Even in 2012, after all that has happened in contemporary art during the past several decades, Allen Ruppersberg’s latest installation at the Art Institute of Chicago manages to startle. It’s easier to envision this rambling, homespun homage to the history of rock ‘n’ roll at a small-town museum or county fair than in the sleek, formal confines of the Art Institute’s modern wing. But that’s the point, of course.
Appropriating, assembling and repurposing secondhand objects and images, this influential pioneer of Conceptual art has been challenging notions about the relationship of art, artist and viewer since the late 1960s. In his latest work, No Time Left to Start Again/The B (Birth) and D (Death) of R ‘n’ R (2012), he remains true to form, bringing together several thousand digital scans of record covers, photographs, newspaper obituaries, maps and other ephemera. Included are all kinds of vintage materials, from a publicity photo of Elvis Presley in a shiny gold suit and an ad for Thriftytone Photo Finishing to a recording featuring Jimmie Noone and his Orchestra, and even an application to join the Ku Klux Klan.
As Ruppersberg spells out in an unusually exacting wall text indicative of the obsessive nature of the project, the work includes 40 4-foot-square pegboard panels grouped into five loose thematic sections tied to different musical styles. One set of eight panels, serving as a kind of introduction, hangs on a wall outside the gallery, and the rest run along two interior walls and both sides of a pair of angled partitions. In the middle of the room are a sofa and coffee table, which give the environment a homey feel. Visitors can sit down and look through binders filled with even more memorabilia or scroll through some 1,400 vintage songs on a digital player connected to an overhead speaker.
Each of the pegboard panels is decorated with brightly colored targets or triangular pennants with words that Ruppersberg says can be read as a kind of poem. Scattered and stacked on the floor are 60 packing boxes, most bearing appropriated, silkscreened images, such as an old-time ad urging “Listen to America . . . On Decca Country Records.” The boxes outside the gallery differ slightly, sporting more of the targets as well as pennants with words having various musical associations. To top everything off, Ruppersberg has put together eight compilation albums-on vinyl, of course-and some of his covers are on view. (A website address posted in the show indicates where they may be purchased.)

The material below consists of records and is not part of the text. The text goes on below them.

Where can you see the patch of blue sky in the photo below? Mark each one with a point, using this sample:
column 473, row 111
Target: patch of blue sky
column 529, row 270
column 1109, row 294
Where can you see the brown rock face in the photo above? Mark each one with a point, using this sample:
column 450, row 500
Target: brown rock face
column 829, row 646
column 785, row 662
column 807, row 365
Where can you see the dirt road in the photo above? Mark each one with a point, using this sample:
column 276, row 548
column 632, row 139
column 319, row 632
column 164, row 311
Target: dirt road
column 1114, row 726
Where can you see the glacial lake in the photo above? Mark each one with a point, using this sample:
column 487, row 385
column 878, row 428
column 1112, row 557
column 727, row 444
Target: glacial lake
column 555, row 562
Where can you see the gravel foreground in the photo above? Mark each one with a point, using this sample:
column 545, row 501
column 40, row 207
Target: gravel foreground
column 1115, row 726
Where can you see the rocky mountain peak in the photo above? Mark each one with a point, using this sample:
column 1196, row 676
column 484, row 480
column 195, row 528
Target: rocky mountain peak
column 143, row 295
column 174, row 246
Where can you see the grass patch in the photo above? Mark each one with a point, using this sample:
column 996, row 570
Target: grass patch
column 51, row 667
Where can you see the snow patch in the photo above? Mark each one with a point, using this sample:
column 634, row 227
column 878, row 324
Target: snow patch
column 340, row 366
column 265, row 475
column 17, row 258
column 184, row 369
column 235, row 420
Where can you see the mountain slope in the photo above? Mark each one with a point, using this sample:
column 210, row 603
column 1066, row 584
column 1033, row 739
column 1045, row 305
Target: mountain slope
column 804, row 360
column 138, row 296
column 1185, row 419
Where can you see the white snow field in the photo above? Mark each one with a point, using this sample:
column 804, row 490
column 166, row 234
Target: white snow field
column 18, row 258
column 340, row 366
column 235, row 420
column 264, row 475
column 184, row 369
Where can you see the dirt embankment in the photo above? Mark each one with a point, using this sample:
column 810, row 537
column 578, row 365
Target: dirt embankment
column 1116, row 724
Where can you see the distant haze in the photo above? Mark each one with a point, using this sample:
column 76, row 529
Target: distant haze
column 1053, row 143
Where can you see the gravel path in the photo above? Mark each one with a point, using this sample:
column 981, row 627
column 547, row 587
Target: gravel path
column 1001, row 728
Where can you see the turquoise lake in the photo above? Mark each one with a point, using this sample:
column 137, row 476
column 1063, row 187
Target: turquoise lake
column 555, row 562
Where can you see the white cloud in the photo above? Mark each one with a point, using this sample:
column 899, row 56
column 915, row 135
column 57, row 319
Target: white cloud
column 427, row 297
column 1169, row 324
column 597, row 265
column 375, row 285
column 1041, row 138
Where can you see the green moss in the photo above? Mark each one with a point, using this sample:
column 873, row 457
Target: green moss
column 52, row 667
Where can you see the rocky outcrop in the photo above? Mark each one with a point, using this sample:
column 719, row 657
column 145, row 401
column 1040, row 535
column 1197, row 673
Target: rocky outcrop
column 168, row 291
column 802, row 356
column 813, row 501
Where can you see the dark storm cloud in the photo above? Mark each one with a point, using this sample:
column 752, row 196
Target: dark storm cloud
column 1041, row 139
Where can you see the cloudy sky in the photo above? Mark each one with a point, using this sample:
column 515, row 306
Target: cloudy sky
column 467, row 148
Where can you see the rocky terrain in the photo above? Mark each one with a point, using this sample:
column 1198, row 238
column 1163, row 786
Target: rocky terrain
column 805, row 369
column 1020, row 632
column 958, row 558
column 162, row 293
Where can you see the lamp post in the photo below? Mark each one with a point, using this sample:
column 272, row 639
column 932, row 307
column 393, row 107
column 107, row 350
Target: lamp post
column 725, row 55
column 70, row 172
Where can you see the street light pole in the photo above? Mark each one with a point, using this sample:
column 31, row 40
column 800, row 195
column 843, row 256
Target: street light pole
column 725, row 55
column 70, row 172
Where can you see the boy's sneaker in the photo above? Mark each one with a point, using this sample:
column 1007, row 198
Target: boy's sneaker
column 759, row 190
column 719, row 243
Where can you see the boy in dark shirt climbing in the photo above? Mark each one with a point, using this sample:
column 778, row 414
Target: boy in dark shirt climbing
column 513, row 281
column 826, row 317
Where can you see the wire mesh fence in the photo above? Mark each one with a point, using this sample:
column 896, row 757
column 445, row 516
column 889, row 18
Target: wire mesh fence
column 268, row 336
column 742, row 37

While parts of this installation are painstakingly crafted and well ordered, much of it is deliberately amateurish. Many of the scanned images are positioned off-center or askew, and displayed in office-store plastic pages rudimentarily hung on hooks. Though some vague historical narrative runs through it all, there are no labels or captions and no real structure, so it all comes off as somewhat aimless and amorphous, and certainly in no way educational. Instead, the intent of this work appears to be about casting a mood or trading in nostalgia. And for Ruppersberg, that seems to be enough.
Photo: Allen Ruppersberg: No Time Left to Start Again/The B (Birth)and D (Death) of R ‘n’ R (detail of one of five sections), 2010-12; at the Art Institute of Chicago.